𝐔𝐍











— 𝐂 𝐎 𝐋 𝐋 𝐈 𝐒 𝐈 𝐎 𝐍 —









𝐂𝐨𝐥𝐥𝐢𝐬𝐢𝐨𝐧 : (𝐧.𝐟) - 𝐑𝐞𝐧𝐜𝐨𝐧𝐭𝐫𝐞, 𝐩𝐥𝐮𝐬 𝐨𝐮 𝐦𝐨𝐢𝐧𝐬 𝐫𝐮𝐝𝐞, 𝐝𝐞 𝐝𝐞𝐮𝐱 𝐜𝐨𝐫𝐩𝐬 𝐞𝐧 𝐦𝐨𝐮𝐯𝐞𝐦𝐞𝐧𝐭, 𝐜𝐡𝐨𝐜 𝐝'𝐮𝐧 𝐜𝐨𝐫𝐩𝐬 𝐜𝐨𝐧𝐭𝐫𝐞 𝐮𝐧 𝐨𝐛𝐬𝐭𝐚𝐜𝐥𝐞.









𝐕𝐞𝐧𝐝𝐫𝐞𝐝𝐢 𝟐𝟐 𝐣𝐮𝐢𝐥𝐥𝐞𝐭 𝟐𝟎𝟐𝟐

𝐂𝐢𝐫𝐜𝐮𝐢𝐭 𝐏𝐚𝐮𝐥 𝐑𝐢𝐜𝐚𝐫𝐝

𝐋𝐞 𝐂𝐚𝐬𝐭𝐞𝐥𝐥𝐞𝐭 – 𝐅𝐫𝐚𝐧𝐜𝐞



Assise autour de l'une des tables de la salle de repos du personnel, Hélène Chevalier ne quitte pas des yeux la petite horloge numérique accrochée au-dessus de la porte qui lui indique en chiffres écarlates le temps restant avant le début du premier tour des qualifications.
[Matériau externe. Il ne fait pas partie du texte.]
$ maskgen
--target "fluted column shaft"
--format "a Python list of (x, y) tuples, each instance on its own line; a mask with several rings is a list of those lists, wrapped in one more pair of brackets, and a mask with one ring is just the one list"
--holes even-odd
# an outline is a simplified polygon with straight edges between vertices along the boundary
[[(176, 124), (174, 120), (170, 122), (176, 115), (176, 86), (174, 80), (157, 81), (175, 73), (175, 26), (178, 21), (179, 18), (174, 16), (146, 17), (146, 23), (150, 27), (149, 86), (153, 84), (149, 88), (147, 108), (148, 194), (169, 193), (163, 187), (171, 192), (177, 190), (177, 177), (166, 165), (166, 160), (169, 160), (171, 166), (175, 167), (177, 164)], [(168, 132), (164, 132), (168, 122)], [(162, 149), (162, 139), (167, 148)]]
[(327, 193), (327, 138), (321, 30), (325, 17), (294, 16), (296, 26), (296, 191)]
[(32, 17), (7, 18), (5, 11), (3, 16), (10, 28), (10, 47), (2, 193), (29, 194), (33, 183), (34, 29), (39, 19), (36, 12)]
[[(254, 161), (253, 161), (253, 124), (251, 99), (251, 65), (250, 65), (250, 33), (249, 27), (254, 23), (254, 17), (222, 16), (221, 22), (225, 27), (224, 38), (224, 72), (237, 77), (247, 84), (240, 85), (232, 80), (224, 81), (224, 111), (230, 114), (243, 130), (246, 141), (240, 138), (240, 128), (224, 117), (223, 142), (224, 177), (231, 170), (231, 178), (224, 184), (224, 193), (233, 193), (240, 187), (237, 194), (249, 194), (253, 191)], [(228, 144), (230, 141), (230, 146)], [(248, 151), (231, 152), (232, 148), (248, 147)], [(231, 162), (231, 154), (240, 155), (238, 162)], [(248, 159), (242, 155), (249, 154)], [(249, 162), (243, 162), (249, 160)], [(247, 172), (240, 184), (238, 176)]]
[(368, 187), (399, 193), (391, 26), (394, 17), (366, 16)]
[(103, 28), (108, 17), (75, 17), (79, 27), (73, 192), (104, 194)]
Les mains agrippées à sa tasse de thé, elle ne contrôle pas le tremblement de sa jambe droite sous la table, au grand damne des membres de son équipe regroupés autour d'elle. Quatorze heures trente, encore deux heures et demie avant le début des essais, une heure et demie avant qu'elle ne doive se rendre jusqu'à son poste dans le virage numéro 10.

Une main s'abat soudainement sur son épaule la faisant sursauter et elle manque de renverser sa tasse qu'elle dépose avec précaution avant de lancer un regard assassin à Bruno qui prend place à ses côtés nonchalamment.

- Respire Hélène, souffle-t-il. Pourquoi t'es stressée comme ça ? Tu rends tout le monde nerveux.

La brune pince les lèvres et confirme du regard les paroles de son ami. Autour d'elle, tous les membres de sa petite équipe semblent bel et bien inquiets et tous échangent des regards hésitants, le tout dans un silence de cathédrale, bien loin de leurs habituelles plaisanteries d'avant tournois.

Défaite, elle laisse tomber sa tête contre la table, collant son front brûlant au métal.

- Je ne sais pas, soupire-t-elle. C'est la première fois que je suis chef de poste, je veux faire les choses bien.

- T'as déjà fait ça des dizaines de fois, réconforte Bruno. La seule chose qui change, c'est que Pierrot s'est enfin décidé à te donner le titre officiellement.

- Mais justement, ronchonne-t-elle. Il me fait confiance, je ne veux pas le décevoir...

- Ça n'a aucune chance d'arriver et tu le sais très bien, il ne jure que par toi.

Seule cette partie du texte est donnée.